A new review paper in Current Opinion in Microbiology recaps the major impact next generation sequencing has had on mapping the so-called dark biosphere [1]. In the review, Lindsey Solden (The Ohio State University, USA) and DCO collaborators Karen Lloyd (DCO Executive Committee, University of Tennessee Knoxville, USA) and Kelly Wrighton (The Ohio State University, USA) discuss the far-reaching consequences of investigating microbial diversity.

Next generation sequencing techniques allow microbiologists to study microbial populations in their native state, as they exist in the environment. Bacteria and Archaea living in subsurface environments, for example, tend to replicate slowly, making them challenging to study in the lab. Metagenomic analyses of whole populations, combined with single cell genomics, provide a snapshot of the ecosystem as a whole, without speeding up all the microbial cells for the sake of analyzing them in lab.

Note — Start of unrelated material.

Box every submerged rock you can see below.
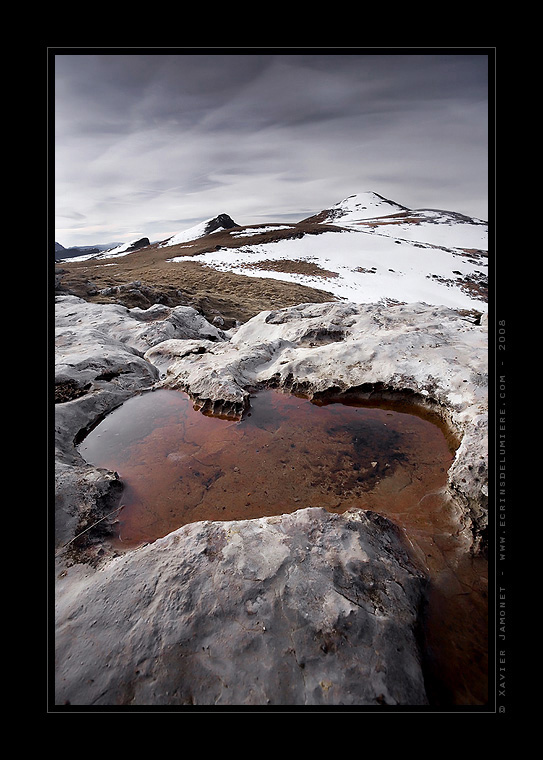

The impacts of such genomic studies are far-reaching. For example, studies have called into question the three-domain model of life, with new Archaeal genomes suggesting Eukarya may have originated within the Archaeal radiation. Other studies point to the metabolic diversity of Archaea and Bacteria, finding new phyla with unique genomic compositions. Work has shown that organisms with tiny genomes might be common, lacking certain basic metabolic machinery. Nevertheless, they are able to survive in particular ecosystems, relying on interdependent relationships with other microorganisms. Such interdependence, it turns out, might be very common.

Solden et al. conclude with a discussion of what this vast collection of sequence data tells us, and what it misses. Gene annotation is generally based on homology with other organisms, but over evolutionary time sequences diverge. Therefore, some organisms may do more (or less) than meets the eye. Further experiments will require laboratory cultivation of the dark biosphere, using new techniques developed to accommodate slow growing or interdependent organisms.